Your classmate's version:
He found the cumulative returns of the entire time period,
He calculated it either this way:
$$
AR = (1+r_{1_{jan}}) * \ ... \ * (1+r_{1_{dec}}) * \ ... \ * (1+r_{10_{jan}}) * \ ... \ * (1+r_{10_{dec}}) - 1 \ [eq. 5]
$$
or just used $\frac{P_{last}}{P_{first}} - 1$ which is the same. No problem here.
then took the (months in a year / total months) root of that data.
First assumption - I suppose you meant power here (or total months / months in a year
root), because otherwise it wouldn't make much sense.

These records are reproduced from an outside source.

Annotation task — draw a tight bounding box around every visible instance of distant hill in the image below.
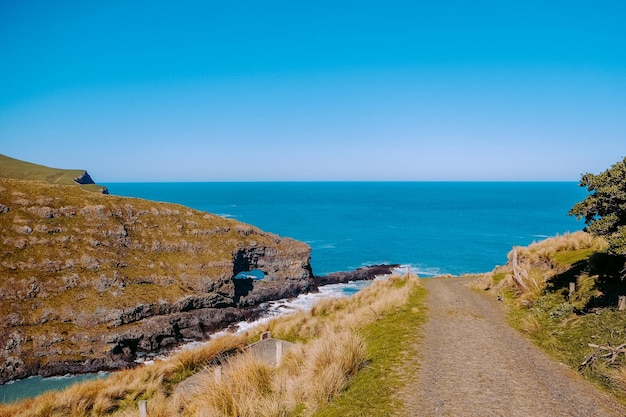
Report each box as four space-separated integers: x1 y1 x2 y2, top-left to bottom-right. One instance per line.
0 154 109 194
0 177 313 382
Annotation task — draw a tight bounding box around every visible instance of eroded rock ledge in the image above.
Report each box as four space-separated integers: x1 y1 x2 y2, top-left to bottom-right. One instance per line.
0 179 315 383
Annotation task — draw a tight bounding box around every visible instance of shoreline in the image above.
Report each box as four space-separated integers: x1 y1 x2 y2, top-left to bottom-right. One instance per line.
0 264 401 404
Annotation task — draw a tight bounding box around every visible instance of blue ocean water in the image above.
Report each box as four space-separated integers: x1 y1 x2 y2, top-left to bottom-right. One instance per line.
105 182 586 276
0 182 586 402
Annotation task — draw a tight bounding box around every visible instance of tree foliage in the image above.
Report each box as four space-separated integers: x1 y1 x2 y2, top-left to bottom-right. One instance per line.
568 158 626 256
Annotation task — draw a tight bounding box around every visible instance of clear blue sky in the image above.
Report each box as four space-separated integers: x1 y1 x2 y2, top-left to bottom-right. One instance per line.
0 0 626 182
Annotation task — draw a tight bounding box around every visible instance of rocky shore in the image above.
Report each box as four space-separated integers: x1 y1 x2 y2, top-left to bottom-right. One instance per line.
0 179 400 383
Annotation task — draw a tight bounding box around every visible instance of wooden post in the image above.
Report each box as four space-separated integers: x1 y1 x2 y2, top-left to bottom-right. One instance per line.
139 400 148 417
213 365 222 384
276 342 283 366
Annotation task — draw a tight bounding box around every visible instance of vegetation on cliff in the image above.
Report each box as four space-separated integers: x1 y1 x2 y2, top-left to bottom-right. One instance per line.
0 154 108 194
472 231 626 401
0 178 312 382
0 276 424 417
569 158 626 272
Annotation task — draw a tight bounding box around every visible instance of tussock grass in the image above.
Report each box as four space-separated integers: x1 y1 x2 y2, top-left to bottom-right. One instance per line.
0 277 423 417
479 232 626 402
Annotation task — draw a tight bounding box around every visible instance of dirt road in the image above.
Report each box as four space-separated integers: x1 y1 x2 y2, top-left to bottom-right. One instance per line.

Now, if we literally take the root out of our accumulated returns ($AR$):
$$
\sqrt[\frac{120}{12}]{AR} = \sqrt[10]{(1+r_{1_{jan}}) * \ ... \ * (1+r_{1_{dec}}) * \ ... \ * (1+r_{10_{jan}}) * \ ... \ * (1+r_{10_{dec}}) - 1} \ [eq. 6]
$$
using $[eq. 2]$ we get:
$$
= \sqrt[10]{(1+R_{1})*(1+R_{2})* \ ... \ * (1+R_{10}) - 1}
$$
Oops, seems similar to $[eq. 4]$, but it's not the same. We did something wrong.

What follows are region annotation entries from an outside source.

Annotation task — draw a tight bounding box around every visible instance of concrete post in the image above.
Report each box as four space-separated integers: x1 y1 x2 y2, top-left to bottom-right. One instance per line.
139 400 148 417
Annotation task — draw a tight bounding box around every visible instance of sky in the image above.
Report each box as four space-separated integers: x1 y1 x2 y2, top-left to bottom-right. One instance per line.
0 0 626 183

In fact we wanted it this way (remembering that we're looking for annual returns):
$$
R_{G} = \sqrt[10]{1 + AR} - 1 \ [eq. 7]
$$
Now plugging $[eq. 5]$ and $[eq. 2]$:
$$
= \sqrt[10]{1 + (1+R_{1})*(1+R_{2})* \ ... \ * (1+R_{10}) - 1} -1
$$
$$
= \sqrt[10]{(1+R_{1})*(1+R_{2})* \ ... \ * (1+R_{10})} - 1
$$
and this is the same as $[eq. 4]$
This way you see that both methods should give equivalent results. If not, then either it's a calculation mistake/rounding issue or you're using different methods and someone is not calculating an actual geometric average rate of return.
I hope now you can find where the issue was.